— Не поможет, — заспорил с ним Ермолай. — Если ты ее выпорол — так? — она только злей станет. Я свою смолоду поучил раза два вожжами — она мне со зла немую девку принесла.
Кто-то поднял песню. Свою. Родную.
Оте-ец мой был природный пахарь,
А я работал вместе с им…
Песню подхватили. Заголосили вразнобой, а потом стали помаленьку выравниваться.
Три дня, три ноченьки старался —
Сестру из плена выруча-ал…
Увлеклись песней — пели с чувством, нахмурившись, глядя в стол перед собой.
Злодей пустил злодейку пулю
Уби-ил красавицу сестру-у.
Взошел я на гору крутую,
Село-о родное посмотреть:
Гори-ит, горит село родное,
Гори-ит вся родина-а моя-я!..
Степан крепко припечатал кулак в столешницу, заматерился с удовольствием.
— Ты меня не любишь, не жалеешь! — сказал он громко. — Я вас всех уважаю, черти драные! Я сильно без вас соскучился.

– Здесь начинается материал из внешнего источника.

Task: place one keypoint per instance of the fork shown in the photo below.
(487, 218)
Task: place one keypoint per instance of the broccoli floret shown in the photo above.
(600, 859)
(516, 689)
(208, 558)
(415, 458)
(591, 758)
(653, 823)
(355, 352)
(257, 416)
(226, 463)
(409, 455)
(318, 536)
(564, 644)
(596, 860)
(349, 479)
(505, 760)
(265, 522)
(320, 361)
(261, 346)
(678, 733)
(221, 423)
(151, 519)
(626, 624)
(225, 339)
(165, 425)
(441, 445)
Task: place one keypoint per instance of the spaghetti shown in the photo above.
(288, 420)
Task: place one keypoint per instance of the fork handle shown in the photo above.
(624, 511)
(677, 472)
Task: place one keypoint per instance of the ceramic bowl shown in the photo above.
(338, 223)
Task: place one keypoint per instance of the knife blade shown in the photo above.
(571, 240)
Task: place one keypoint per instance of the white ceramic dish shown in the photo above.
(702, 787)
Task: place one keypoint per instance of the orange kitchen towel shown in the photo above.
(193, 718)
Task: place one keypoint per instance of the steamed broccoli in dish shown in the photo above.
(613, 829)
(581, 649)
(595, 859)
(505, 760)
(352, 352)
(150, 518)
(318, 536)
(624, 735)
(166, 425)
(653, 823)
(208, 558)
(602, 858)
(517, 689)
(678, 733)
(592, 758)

У порога, в табачном дыму, всхлипнула гармонь — кто-то предусмотрительный смотал за гармонистом. Взревели… Песня погибла. Вылезли из-за стола и норовили сразу попасть в ритм «подгорной». Старались покрепче дать ногой в половицу.

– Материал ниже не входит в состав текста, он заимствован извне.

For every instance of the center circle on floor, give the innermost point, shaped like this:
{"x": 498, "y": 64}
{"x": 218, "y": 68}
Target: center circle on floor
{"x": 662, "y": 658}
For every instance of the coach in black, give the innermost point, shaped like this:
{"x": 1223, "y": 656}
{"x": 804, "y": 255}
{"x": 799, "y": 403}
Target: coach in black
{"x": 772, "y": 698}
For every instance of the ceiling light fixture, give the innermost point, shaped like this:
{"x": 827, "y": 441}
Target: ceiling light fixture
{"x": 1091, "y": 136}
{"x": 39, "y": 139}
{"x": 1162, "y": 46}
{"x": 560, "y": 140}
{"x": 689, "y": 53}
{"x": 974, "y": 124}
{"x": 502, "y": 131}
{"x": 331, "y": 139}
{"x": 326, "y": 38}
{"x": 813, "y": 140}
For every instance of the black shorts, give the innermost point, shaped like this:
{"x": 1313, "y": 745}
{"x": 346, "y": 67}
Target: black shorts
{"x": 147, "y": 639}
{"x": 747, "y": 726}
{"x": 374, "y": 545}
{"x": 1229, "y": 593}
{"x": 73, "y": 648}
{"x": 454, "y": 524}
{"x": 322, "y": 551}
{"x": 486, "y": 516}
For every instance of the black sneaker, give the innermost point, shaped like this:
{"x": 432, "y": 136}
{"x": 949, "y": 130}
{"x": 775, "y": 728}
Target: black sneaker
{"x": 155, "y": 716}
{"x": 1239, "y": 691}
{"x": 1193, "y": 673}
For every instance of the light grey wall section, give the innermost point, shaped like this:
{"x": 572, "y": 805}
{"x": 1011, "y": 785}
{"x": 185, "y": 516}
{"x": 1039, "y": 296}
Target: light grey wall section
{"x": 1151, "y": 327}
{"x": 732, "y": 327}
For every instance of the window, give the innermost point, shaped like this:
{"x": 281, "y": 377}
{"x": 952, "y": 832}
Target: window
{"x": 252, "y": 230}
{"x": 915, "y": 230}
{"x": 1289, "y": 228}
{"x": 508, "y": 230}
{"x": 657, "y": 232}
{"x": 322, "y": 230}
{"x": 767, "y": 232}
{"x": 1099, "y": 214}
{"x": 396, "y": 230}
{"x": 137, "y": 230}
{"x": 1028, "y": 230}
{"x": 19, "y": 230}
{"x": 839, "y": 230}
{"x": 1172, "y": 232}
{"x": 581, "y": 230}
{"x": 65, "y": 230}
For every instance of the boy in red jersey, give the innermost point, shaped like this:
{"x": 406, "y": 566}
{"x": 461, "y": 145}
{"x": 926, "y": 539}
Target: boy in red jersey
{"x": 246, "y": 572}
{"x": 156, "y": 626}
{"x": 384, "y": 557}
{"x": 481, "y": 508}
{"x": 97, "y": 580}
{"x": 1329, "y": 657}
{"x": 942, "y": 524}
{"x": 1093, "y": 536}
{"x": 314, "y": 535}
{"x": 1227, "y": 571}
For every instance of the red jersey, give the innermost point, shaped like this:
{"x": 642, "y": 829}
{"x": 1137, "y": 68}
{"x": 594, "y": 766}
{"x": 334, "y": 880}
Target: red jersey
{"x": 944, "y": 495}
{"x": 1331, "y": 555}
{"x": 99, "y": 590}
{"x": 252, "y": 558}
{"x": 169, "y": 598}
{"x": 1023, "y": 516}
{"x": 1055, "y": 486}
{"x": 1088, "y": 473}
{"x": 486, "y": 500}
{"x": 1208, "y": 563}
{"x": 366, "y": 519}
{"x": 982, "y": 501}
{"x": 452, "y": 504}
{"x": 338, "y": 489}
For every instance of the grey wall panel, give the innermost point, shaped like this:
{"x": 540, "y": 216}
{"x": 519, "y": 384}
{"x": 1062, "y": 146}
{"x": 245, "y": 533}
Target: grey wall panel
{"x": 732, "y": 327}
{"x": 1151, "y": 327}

Бабы образовали круг и пошли, и пошли с припевом. И немая пошла и помахивала над головой платочком. На нее показывали пальцем, смеялись… И она тоже смеялась — она была счастлива.
— Верка! Ве-ерк! — кричал изрядно подпивший мужичок. — Ты уж тогда спой, ты спой, что же так-то ходить! — Никто его не слышал, и он сам смеялся своей шутке — просто закатывался.

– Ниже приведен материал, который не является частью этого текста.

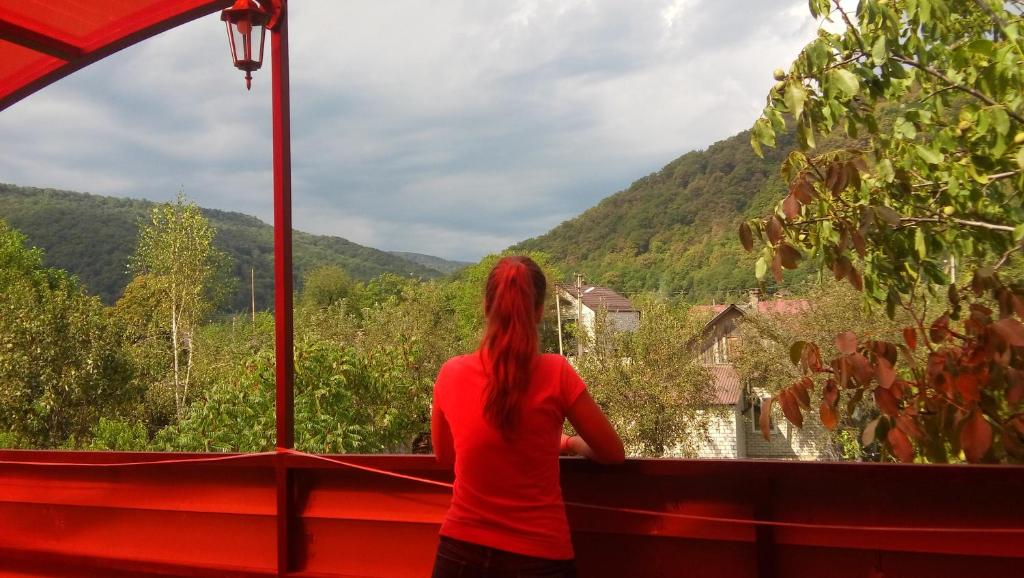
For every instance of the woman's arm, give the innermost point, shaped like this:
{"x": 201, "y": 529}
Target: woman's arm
{"x": 440, "y": 437}
{"x": 597, "y": 440}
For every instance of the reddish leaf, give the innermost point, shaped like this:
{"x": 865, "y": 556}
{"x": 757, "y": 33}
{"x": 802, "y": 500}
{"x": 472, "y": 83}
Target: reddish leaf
{"x": 976, "y": 438}
{"x": 1015, "y": 379}
{"x": 797, "y": 352}
{"x": 910, "y": 337}
{"x": 745, "y": 237}
{"x": 791, "y": 408}
{"x": 939, "y": 331}
{"x": 790, "y": 256}
{"x": 846, "y": 342}
{"x": 800, "y": 390}
{"x": 830, "y": 394}
{"x": 968, "y": 385}
{"x": 828, "y": 417}
{"x": 900, "y": 445}
{"x": 862, "y": 370}
{"x": 858, "y": 243}
{"x": 774, "y": 231}
{"x": 1013, "y": 436}
{"x": 856, "y": 281}
{"x": 909, "y": 426}
{"x": 1011, "y": 330}
{"x": 776, "y": 266}
{"x": 884, "y": 349}
{"x": 867, "y": 437}
{"x": 765, "y": 421}
{"x": 885, "y": 373}
{"x": 887, "y": 402}
{"x": 791, "y": 207}
{"x": 852, "y": 403}
{"x": 811, "y": 357}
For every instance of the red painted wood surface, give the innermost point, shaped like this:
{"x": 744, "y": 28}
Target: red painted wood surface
{"x": 219, "y": 519}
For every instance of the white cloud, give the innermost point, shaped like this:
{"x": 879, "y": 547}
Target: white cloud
{"x": 454, "y": 128}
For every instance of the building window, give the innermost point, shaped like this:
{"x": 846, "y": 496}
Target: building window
{"x": 757, "y": 416}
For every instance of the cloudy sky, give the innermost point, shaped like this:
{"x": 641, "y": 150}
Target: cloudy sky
{"x": 453, "y": 128}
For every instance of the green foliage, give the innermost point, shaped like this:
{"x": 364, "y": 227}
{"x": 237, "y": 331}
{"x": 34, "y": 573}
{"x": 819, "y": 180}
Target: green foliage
{"x": 933, "y": 92}
{"x": 325, "y": 286}
{"x": 184, "y": 278}
{"x": 93, "y": 237}
{"x": 119, "y": 436}
{"x": 61, "y": 365}
{"x": 672, "y": 232}
{"x": 649, "y": 382}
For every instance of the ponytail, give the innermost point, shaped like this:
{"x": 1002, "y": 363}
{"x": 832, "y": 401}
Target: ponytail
{"x": 515, "y": 292}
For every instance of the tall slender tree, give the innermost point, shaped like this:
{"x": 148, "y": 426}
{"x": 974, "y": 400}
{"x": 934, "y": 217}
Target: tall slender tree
{"x": 188, "y": 276}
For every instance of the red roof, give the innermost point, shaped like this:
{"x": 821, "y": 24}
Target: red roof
{"x": 726, "y": 382}
{"x": 597, "y": 297}
{"x": 42, "y": 41}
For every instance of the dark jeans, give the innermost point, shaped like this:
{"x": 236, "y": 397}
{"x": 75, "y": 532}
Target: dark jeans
{"x": 463, "y": 560}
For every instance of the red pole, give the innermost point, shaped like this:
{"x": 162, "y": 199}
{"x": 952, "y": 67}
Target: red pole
{"x": 284, "y": 354}
{"x": 283, "y": 232}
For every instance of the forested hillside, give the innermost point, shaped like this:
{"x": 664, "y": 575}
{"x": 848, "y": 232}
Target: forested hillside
{"x": 436, "y": 263}
{"x": 93, "y": 237}
{"x": 675, "y": 231}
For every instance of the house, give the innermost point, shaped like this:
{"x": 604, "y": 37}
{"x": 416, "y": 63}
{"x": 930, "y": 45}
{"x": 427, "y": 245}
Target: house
{"x": 734, "y": 430}
{"x": 586, "y": 301}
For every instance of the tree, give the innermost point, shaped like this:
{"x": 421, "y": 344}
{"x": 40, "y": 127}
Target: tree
{"x": 187, "y": 274}
{"x": 60, "y": 362}
{"x": 326, "y": 285}
{"x": 916, "y": 200}
{"x": 650, "y": 382}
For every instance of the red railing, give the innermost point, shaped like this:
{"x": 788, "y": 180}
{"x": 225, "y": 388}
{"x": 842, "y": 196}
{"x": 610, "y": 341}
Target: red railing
{"x": 87, "y": 513}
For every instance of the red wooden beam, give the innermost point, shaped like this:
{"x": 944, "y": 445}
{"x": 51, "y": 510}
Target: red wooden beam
{"x": 284, "y": 341}
{"x": 35, "y": 40}
{"x": 52, "y": 71}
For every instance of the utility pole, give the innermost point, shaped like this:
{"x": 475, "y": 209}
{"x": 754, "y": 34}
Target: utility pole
{"x": 580, "y": 327}
{"x": 558, "y": 316}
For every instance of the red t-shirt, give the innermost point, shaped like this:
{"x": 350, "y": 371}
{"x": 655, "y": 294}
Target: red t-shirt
{"x": 507, "y": 492}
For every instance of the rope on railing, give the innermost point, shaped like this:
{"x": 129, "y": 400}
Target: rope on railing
{"x": 615, "y": 509}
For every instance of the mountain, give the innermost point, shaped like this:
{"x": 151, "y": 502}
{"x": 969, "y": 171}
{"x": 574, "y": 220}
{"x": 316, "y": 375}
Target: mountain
{"x": 443, "y": 266}
{"x": 675, "y": 231}
{"x": 93, "y": 237}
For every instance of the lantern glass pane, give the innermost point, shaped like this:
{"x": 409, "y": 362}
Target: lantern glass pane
{"x": 230, "y": 39}
{"x": 258, "y": 34}
{"x": 239, "y": 43}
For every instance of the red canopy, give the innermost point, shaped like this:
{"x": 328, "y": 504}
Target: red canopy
{"x": 42, "y": 41}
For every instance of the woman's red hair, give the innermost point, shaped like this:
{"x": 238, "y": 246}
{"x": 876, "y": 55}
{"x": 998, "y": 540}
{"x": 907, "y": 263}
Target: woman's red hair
{"x": 515, "y": 292}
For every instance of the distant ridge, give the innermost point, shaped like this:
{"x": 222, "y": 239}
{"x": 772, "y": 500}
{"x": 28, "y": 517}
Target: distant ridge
{"x": 444, "y": 266}
{"x": 93, "y": 236}
{"x": 674, "y": 232}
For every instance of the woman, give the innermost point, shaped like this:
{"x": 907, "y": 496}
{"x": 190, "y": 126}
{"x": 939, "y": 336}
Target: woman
{"x": 498, "y": 415}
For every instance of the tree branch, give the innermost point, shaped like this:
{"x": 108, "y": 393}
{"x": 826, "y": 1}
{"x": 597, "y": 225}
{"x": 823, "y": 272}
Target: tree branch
{"x": 964, "y": 221}
{"x": 972, "y": 91}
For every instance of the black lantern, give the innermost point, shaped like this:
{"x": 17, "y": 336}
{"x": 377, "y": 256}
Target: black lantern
{"x": 246, "y": 23}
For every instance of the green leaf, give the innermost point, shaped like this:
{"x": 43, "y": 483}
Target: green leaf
{"x": 845, "y": 80}
{"x": 929, "y": 156}
{"x": 879, "y": 53}
{"x": 1000, "y": 121}
{"x": 795, "y": 97}
{"x": 761, "y": 267}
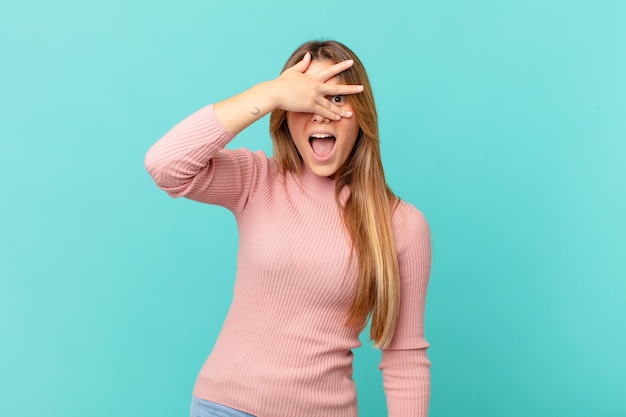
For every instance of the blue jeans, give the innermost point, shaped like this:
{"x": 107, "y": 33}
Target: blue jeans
{"x": 204, "y": 408}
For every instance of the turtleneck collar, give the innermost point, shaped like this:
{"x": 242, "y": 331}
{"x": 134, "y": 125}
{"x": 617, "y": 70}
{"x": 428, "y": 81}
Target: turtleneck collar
{"x": 322, "y": 186}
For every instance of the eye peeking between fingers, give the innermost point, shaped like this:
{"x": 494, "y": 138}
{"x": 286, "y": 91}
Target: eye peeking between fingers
{"x": 338, "y": 100}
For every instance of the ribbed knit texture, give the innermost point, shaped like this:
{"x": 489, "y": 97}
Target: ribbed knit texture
{"x": 284, "y": 349}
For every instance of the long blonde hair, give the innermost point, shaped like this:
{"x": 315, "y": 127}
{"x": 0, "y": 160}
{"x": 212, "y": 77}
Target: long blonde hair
{"x": 367, "y": 210}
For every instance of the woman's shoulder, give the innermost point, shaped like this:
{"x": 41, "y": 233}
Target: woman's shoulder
{"x": 409, "y": 223}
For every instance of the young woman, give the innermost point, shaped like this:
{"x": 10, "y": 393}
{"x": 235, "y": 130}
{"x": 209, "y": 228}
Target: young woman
{"x": 324, "y": 245}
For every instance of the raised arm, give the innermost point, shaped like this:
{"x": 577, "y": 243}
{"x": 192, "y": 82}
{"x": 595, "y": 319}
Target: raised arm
{"x": 190, "y": 160}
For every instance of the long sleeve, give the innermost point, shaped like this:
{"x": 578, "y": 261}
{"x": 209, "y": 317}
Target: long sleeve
{"x": 190, "y": 161}
{"x": 405, "y": 365}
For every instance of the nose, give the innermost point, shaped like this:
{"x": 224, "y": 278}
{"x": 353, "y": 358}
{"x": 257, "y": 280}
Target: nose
{"x": 320, "y": 119}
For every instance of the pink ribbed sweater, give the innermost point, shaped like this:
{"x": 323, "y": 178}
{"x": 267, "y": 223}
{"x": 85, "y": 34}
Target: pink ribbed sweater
{"x": 284, "y": 350}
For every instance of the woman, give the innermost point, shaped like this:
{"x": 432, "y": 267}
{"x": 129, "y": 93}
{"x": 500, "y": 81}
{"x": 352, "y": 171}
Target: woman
{"x": 324, "y": 245}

Мать Степана рассказывала какой-то пожилой бабе:
— Ка-ак она на меня навалится, матушка, у меня аж в грудях сперло. Я насилу вот так голову-то приподняла да спрашиваю: «К худу или к добру?» А она мне в самое ухо дунула:
«К добру!»
Пожилая баба покачала головой.
— К добру?
— К добру, к добру. Ясно так сказала: к добру, говорит.
— Упредила.
— Упредила, упредила. А я ишо подумай вечером-то: «К какому же добру, думаю, мне суседка-то предсказала?» Только так подумала, а дверь-то открывается — он вот он, на пороге.
— Господи, Господи, — прошептала пожилая баба и вытерла концом платка повлажневшие глаза. — Надо же!
Бабы, плясавшие кругом, вытащили на круг Ермолая. Ермолай недолго думал, пошел выколачивать одной ногой, а второй только каблуком пристукивал… И приговаривал:
«Оп-па, ат-та, оп-па, ат-та…» И вколачивал, и вколачивал ногой так, что посуда в шкафу вздрагивала.
— Давай, Ермил! — кричали Ермолаю. — У тя седня радость большая — шевелись!
— Ат-та, оп-па, — приговаривал Ермолай, а рабочая спина его, ссутулившаяся за сорок лет работы у верстака, так и не распрямилась, и так он плясал — слегка сгорбатившись, и большие узловатые руки его тяжело висели вдоль тела. Но рад был Ермолай и забыл все свои горести — долго ждал этого дня, без малого три года.
В круг к нему протиснулся Степан, сыпанул тяжкую, нечеткую дробь…
— Давай, тять…
— Давай — батька с сыном! Шевелитесь!
— А Степка-то не изработался — взбрыкивает!
— Он же говорит — им там хорошо было. Жрать давали…
— Там дадут — догонют да еще дадут.
— Ат-та, оп-па!.. — приговаривал Ермолай, приноравливаясь к сыну…
Люблю сани с подрезами,
Воронка — за высоту,
Люблю милку за походку.
А еще — за красоту! —
вспоминал Ермолай из далекой молодости.
И Степан тоже спел:
Это чей же паренек
Выделывает колена;
Ох, не попало бы ему
Березовым поленом.
Плясать оба не умели, но работали ладно — старались. Людям это нравится; смотрели на них с удовольствием.
Так гуляли.
Никто потом не помнил, как появился в избе участковый милиционер. Видели только, что он подошел к Степану и что-то сказал ему. Степан вышел с ним на улицу.